Home …And Facebook Got Hacked, Too

…And Facebook Got Hacked, Too

Seems you can’t turn around without hearing of another big company having its shirt pulled over its head by hackers. The New York Times and the Wall Street Journal both got exploited by Chinese hackers recently, and a Michigan television station put out a zombie-related Emergency Alert message in a clever, though probably momentarily distressing, hack. Just this morning, UBM announced that its website enterpriseefficiency.com was taken down due to a full-scale denial-of-service attack on its networks.

And now Facebook has announced that some of its machines were infected. An announcement on the company’s Newsroom blog – posted in the bad-news graveyard of Friday afternoon leading into a long weekend – revealed that the social networking site was targeted by a “sophisticated attack” last month.

When a handful of Facebook employees visited a compromised mobile developer website, a hosted exploit snuck malware onto their devices. Thanks to antivirus software, Facebook discovered the attack and “remediated” the machines – by which we can only hope means they were fantastically destroyed(though probably they were just wiped and restored).

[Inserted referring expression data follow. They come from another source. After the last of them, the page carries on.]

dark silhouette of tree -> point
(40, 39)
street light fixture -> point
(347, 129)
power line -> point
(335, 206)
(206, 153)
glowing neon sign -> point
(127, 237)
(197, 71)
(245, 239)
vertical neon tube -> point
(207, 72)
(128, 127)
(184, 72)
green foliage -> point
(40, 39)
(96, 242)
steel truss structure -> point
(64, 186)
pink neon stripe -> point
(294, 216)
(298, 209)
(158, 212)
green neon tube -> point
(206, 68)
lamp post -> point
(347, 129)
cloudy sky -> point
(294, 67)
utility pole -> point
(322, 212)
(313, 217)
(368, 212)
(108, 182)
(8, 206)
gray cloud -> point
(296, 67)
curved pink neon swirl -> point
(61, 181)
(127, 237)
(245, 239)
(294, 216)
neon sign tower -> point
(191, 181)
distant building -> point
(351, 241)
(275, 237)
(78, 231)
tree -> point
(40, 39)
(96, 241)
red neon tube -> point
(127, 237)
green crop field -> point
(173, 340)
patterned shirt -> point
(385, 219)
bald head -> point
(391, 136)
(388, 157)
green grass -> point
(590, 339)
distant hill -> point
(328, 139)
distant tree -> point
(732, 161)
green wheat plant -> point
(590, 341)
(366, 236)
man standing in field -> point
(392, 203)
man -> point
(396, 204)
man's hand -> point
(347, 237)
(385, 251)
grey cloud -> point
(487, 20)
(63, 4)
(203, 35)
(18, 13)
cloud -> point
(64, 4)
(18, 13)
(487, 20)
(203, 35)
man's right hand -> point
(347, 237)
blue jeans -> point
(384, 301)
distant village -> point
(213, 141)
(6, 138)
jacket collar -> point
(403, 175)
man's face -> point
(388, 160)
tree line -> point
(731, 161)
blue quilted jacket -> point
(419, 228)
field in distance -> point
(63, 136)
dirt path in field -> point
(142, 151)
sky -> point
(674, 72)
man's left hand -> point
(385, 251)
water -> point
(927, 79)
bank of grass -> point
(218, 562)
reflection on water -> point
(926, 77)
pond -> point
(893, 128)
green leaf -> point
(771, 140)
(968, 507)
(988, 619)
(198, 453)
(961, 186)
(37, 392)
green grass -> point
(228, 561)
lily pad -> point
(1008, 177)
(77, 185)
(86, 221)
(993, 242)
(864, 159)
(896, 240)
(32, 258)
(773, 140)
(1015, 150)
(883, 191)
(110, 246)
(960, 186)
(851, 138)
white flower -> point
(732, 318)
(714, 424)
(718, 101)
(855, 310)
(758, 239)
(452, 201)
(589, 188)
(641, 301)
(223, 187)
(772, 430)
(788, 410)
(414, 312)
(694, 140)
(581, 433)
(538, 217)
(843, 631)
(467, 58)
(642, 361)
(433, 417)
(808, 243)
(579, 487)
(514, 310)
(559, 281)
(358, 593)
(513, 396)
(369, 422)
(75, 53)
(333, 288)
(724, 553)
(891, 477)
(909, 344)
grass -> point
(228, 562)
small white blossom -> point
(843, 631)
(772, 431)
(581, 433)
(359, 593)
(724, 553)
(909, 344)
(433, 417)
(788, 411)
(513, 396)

After alerting law enforcement, Facebook says it launched a “significant investigation” that’s still underway. The company also claims that no user data was compromised in the attack. Facebok offered a more detailed explanation on its security blog, excerpted below: 

After analyzing the compromised website where the attack originated, we found it was using a “zero-day” (previously unseen) exploit to bypass the Java sandbox (built-in protections) to install the malware. We immediately reported the exploit to Oracle, and they confirmed our findings and provided a patch on February 1, 2013, that addresses this vulnerability.

Facebook was not alone in this attack. It is clear that others were attacked and infiltrated recently as well. As one of the first companies to discover this malware, we immediately took steps to start sharing details about the infiltration with the other companies and entities that were affected. We plan to continue collaborating on this incident through an informal working group and other means.